アニメーションの動きは、現実の人間の動きを忠実に再現したらからといって、必ずしも良いものにはならないそうです。現実の動きを忠実に再現しても、脳のなかのイメージを再現することにはならないようです。

 

そして、クリエイターとは、「脳のなかのイメージを再現する人」であると言っています。なので優れたクリエイターは「らしい動き」を描くことできる人なのだそうです。

第3章 - コンテンツのパターンとはなにか? - パターンをズラす、そしてお客とシンクロする方法

川上さんが着メロサイトを作った時の話で、音大生の人たちが作った原曲に近い着メロは高校生達に評判が悪かったそうです。普通の高校生達にとっては、原曲に近い音よりも「音が大きい」ことが「分かりやすさ」であり「良い着メロ」だったそうです。

 

人は「分かりやすい」ものを良いコンテンツと思うそうです。

 

作品において人気のあるものはパターンが似てくるそうです。それは、作品を見る一般ユーザーが望む作品のパターンは、ある程度決まっているからだそうです。一般ユーザーに見てもらおうと競争すればするほど、多様性が無くなってしまうということが起きてしまいます。

 

スマホのゲームが例に挙げられていました。ゲーム数は増えてもパターンは同じものが多いそうです。なので、キャラクターや舞台背景を変えたりすることで、違う作品のように見せています。

 

ただパターンはいつか陳腐化してしまいます。ワンパターンだと飽きられてしまいます。

 

パターンに引っかかりを作る

ジブリでは、「パターンに引っかかりを作る」ということをやっていたそうです。素直な線だとみんな見ているから飽きられる、引っかかりがあることで見ている人が気にするようになるのだそうです。それを実際に行った作品が「崖の上のポニョ」です。

 

パターンを予測させない

宮崎駿監督は、脚本なしに絵コンテから書き始めるそうです。そして、ある程度絵コンテがたまると、もう作品を作り始めるそうです。宮崎監督自身も話の展開を知らない状態なのだそうです。

 

その影響か、宮崎監督の作品は、物語の前半はゆっくりとした時間の流れでスタートしていきますが、後半の残り30分ぐらいから突然時間の流れが速くなります。後半30分で、物語の謎が全て一気に解決していくといったことがおこります。
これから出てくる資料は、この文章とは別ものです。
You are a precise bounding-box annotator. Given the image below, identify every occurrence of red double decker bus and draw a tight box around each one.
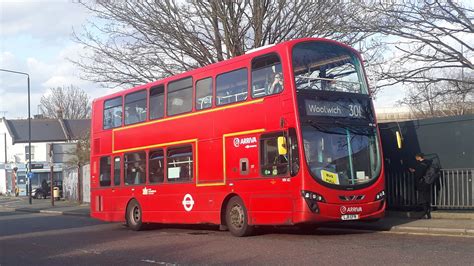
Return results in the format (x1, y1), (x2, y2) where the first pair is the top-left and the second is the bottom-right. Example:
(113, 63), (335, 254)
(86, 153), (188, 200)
(91, 38), (385, 236)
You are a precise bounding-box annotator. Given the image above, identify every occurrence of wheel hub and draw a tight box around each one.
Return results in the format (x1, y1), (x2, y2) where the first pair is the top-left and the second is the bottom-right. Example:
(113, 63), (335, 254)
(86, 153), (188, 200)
(132, 207), (141, 223)
(230, 205), (244, 228)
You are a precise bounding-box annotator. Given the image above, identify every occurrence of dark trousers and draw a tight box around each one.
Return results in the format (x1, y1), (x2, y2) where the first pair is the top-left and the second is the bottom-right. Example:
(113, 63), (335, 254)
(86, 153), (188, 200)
(418, 184), (431, 217)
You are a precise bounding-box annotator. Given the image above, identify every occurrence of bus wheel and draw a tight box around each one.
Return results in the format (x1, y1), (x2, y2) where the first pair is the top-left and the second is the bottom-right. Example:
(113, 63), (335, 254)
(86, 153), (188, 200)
(126, 200), (143, 231)
(225, 197), (253, 237)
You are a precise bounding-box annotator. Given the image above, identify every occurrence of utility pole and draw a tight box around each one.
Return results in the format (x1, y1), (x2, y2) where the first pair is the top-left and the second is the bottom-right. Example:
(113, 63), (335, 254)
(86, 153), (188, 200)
(0, 68), (32, 204)
(49, 143), (54, 206)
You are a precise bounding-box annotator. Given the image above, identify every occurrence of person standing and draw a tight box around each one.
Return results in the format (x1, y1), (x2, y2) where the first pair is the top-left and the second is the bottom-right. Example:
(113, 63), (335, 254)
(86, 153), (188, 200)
(409, 153), (432, 219)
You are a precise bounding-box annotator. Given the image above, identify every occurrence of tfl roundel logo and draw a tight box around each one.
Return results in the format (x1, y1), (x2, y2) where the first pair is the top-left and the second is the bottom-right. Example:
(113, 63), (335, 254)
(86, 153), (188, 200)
(340, 206), (347, 214)
(234, 138), (240, 148)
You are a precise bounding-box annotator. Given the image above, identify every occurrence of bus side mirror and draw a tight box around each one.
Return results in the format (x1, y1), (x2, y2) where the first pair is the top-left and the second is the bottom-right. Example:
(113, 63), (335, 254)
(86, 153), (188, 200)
(395, 131), (403, 149)
(277, 136), (288, 155)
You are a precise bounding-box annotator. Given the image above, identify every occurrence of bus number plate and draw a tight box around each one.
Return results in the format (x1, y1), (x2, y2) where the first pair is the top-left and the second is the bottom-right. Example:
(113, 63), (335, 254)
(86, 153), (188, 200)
(341, 214), (359, 221)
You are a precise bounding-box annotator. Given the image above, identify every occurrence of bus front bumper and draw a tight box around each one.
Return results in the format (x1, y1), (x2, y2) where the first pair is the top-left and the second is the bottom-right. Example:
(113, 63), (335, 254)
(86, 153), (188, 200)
(294, 200), (386, 224)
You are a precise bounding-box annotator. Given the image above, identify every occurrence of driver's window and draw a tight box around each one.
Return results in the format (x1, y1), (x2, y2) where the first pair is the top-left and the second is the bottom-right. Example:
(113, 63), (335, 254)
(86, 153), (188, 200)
(260, 132), (288, 176)
(252, 54), (283, 98)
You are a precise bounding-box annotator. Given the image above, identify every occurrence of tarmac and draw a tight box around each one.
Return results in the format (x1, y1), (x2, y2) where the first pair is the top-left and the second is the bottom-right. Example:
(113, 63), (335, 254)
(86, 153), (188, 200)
(0, 196), (474, 237)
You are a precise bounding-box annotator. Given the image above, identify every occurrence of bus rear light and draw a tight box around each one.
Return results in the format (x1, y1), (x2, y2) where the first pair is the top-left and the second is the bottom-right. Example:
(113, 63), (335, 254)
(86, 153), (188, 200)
(301, 190), (326, 213)
(375, 190), (385, 200)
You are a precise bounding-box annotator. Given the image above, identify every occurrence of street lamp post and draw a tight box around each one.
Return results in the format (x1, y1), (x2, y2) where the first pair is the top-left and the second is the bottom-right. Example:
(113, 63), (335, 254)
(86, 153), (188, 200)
(0, 68), (31, 204)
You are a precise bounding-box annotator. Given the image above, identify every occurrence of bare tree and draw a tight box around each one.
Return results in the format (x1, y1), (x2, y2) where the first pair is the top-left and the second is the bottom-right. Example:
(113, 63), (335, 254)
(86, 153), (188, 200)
(66, 132), (91, 167)
(400, 70), (474, 118)
(40, 85), (91, 119)
(73, 0), (386, 89)
(350, 0), (474, 88)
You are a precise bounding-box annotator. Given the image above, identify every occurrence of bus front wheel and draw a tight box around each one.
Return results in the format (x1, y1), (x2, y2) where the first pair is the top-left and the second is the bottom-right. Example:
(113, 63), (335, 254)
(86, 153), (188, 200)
(225, 197), (253, 237)
(126, 200), (143, 231)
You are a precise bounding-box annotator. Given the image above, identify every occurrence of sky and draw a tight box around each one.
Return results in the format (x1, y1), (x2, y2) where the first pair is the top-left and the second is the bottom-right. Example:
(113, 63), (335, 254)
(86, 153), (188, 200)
(0, 0), (410, 119)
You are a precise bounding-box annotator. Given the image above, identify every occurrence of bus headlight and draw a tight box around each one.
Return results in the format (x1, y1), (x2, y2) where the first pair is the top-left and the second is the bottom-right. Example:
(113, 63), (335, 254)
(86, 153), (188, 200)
(301, 190), (326, 213)
(375, 190), (385, 200)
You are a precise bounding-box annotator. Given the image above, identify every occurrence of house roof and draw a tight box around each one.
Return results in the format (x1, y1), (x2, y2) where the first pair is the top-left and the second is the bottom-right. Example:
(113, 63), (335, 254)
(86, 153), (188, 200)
(4, 119), (90, 143)
(63, 119), (91, 140)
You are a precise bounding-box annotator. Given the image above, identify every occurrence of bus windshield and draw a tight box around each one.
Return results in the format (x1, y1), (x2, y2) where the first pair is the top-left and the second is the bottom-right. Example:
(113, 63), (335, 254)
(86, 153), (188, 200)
(293, 42), (368, 94)
(302, 122), (381, 188)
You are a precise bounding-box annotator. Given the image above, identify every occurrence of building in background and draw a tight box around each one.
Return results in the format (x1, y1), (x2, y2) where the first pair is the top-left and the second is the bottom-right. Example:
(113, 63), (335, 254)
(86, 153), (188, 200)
(0, 118), (90, 195)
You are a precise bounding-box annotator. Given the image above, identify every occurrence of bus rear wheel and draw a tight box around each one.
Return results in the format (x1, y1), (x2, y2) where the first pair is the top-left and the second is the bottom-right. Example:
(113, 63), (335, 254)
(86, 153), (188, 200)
(125, 200), (143, 231)
(225, 197), (253, 237)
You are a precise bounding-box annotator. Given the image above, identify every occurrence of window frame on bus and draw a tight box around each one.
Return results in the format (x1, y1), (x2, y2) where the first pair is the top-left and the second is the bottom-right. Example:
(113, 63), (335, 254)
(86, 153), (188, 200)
(194, 76), (215, 112)
(102, 96), (124, 130)
(111, 155), (123, 187)
(122, 150), (148, 186)
(147, 148), (167, 185)
(165, 143), (196, 184)
(99, 155), (112, 188)
(123, 89), (149, 126)
(148, 83), (166, 120)
(213, 66), (249, 106)
(165, 76), (194, 116)
(250, 51), (285, 99)
(258, 131), (291, 178)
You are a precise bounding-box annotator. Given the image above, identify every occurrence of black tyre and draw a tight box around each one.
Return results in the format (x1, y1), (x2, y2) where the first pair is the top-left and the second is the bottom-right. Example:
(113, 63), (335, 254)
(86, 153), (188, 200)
(225, 197), (254, 237)
(125, 200), (143, 231)
(297, 223), (318, 233)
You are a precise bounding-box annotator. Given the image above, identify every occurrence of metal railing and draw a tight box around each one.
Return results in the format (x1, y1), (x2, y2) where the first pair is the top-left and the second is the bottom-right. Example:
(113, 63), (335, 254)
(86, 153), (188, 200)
(385, 168), (474, 209)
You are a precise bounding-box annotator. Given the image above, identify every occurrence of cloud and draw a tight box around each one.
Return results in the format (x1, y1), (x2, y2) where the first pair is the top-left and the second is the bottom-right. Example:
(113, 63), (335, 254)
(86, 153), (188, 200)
(0, 43), (110, 118)
(0, 0), (91, 41)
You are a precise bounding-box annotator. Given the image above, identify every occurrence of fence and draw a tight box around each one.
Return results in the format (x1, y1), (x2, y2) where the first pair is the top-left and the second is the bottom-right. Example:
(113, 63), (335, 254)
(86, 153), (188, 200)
(63, 165), (90, 202)
(385, 168), (474, 209)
第4章 - オリジナリティとはなにか? - 天才の定義、クリエイティブの本質はパッチワーク

第4章では、「すべての創作物は、クリエイターの過去の経験が元になっている」と述べられています。人生経験だけでなく、クリエイターが摂取したコンテンツまでも含むそうです。

読み終わって

この本を読んで、コンテンツ (創作物、作品)は、クリエイター (作り手)の過去の経験が元になっていることがわかりました。

 

ということは、良い作り手になるためには、「経験を増やすこと」や「既知のパターンを組み合わせて、新しいパターンを作ること」、「共同作業などで、他の人の経験を取り入れる」といったことが大切になりそうです。